Introduction: In any case, we need to avoid further roots in purely technical applications.
Idonews Column October 23 Highlights (micro-signal ilovedonews)
The topic still starts with bubbles.
Today, Snowball founder Fang Sanwen a message in the snowball community. He wrote: Doug Leone says http://www.aliyun.com/zixun/aggregation/8012.html "> Sequoia Capital has reduced investment in mobile internet and social networking." Mainly refers to the kind of application that can be made on a weekend. Instead, it is more basic technology. The message was then moved to a circle of friends and spread quickly.
The investment company has long been known for its investment track rather than racing. From the IT era of Cisco, Oracle to Apple, from the Internet domain Yahoo, Google, to Linkedin, all the same. Now, the Sequoia seems to have found a new circuit, which naturally causes a little attention.
And if we use the "more Chinese" thinking to understand, what the legendary investor wants to say is that purely basic technology-based application development has seen the ceiling, and the next step is to develop basic technical research and commercial applications of technology--more specifically, from the existing application level up and down, such as open garden technology innovation and other red such commercial applications.
There is no doubt that this is a clearly targeted and very useful investment strategy. Even when it came to investing, Doug Leone's argument was still very valuable, as it contained a great deal of technical and entrepreneurial environmental changes.
The most important thing is: technology to the inflection point.
If you look at the life cycle, technology will probably have a period from germination to maturity to recession. No matter how much a technology is, it will inevitably plunge into recession, and the cycle of technology seems to be getting shorter and faster, which means that the layout of the industry needs to be more and more frequent.

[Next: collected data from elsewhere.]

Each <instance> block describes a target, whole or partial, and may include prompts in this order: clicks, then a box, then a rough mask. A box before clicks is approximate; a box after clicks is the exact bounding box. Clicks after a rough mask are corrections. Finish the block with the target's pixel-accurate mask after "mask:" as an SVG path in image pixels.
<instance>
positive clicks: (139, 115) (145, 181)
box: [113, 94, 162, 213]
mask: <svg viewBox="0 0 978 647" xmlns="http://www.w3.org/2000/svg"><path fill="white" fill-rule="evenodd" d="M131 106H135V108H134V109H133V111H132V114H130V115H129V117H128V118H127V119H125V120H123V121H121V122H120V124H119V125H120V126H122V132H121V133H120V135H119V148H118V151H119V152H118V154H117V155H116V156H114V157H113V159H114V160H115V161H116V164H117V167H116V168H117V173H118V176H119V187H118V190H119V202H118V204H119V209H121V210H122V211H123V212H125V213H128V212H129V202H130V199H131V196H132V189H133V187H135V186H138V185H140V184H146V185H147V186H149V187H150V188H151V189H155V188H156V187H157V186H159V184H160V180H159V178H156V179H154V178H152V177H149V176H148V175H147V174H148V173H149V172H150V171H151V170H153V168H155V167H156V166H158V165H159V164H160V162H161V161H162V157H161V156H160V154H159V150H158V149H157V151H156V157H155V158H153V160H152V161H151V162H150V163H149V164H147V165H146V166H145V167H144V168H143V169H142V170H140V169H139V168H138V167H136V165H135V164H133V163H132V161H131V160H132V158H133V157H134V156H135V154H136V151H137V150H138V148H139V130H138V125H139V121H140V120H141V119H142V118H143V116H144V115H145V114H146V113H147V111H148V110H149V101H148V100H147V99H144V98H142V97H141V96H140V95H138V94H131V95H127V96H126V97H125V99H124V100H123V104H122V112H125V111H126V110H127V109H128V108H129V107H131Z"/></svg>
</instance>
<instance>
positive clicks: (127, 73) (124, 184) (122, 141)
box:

A less appropriate example is the mobile Internet. If we think of 1995 as the year of the Chinese Internet, then to mature around 2010, about 15 years, and if we will be from 2002 of GPRS business as the year of mobile Internet, then to 2013 mature, the entire development period of 11 years (in fact, should be shorter).
In fact, if we look at the mobile Internet as a technology, it's easy to see that its development is nearing maturity, and applications that derive purely from this technology (social, search, gaming) are already very rich. That means investing people need to be laid out before a recession. At this point, there are two good choices: first, to speed up the commercial application of the technology and, second, to develop a new technology--two ways of understanding Doug Leone earlier.
But in any case, we need to avoid further roots in purely technical applications, this is also talking about the entrepreneurial atmosphere in Hangzhou, the point of view: Just knocking code in the garage can knock out a Tencent or Baidu era has passed, the larger image of mobile Internet is not the internet itself, but mobile.
In consequence, Doug Leone's remarks are bound to have an impact on investors. We can't measure how much impact this amplification will have on American entrepreneurs, but it's bound to weaken a lot for Chinese entrepreneurs.
Partly because of China's regional differences, the partial bubble dissipation will not cause too much impact. Although technology has no borders, entrepreneurial capital and the environment are different. In China, the entrepreneurial atmosphere is the most strong in Beijing, China's outstanding mobile applications are quite part of this, while in the Yangtze River Delta, entrepreneurship is closer to life-related improvements, that is, the technical field of commercial applications; in the Pearl River Delta, the most obvious label for entrepreneurship is smart hardware, Shenzhen as the representative of the pioneering city called the Oriental Silicon Valley.
So, it's easy to see that Doug Leone's argument is more applicable to Beijing because it's more like America. Similarly, this means that the bubble itself has a limited impact, after all, in the Yangtze River Delta and the Pearl River Delta region, where the investment environment is relatively cautious, not as fast as Beijing.
On the other hand, Chinese investors are more resilient. This is not to say that Chinese investors are more bull, but that Chinese investors are starting to get more and more. Many successful entrepreneurs have begun to transform into investors, and many governments have done a lot of work in them, which means that the bubbles that can be propped up in China's environment are bigger. Although in the long run there will inevitably be a group of investors disappear, but in the short term can carry the risk.
So the question is: will this bubble surely burst? Will the bubble gradually stabilize with the change of the entrepreneurial direction? Will investors who are holding large sums of money waiting for a bubble to burst lose their chance by miscalculation? If the bubble bursts, which investors will die?
Well, everything seems to be unknown. But the only certainty is that entrepreneurs should turn.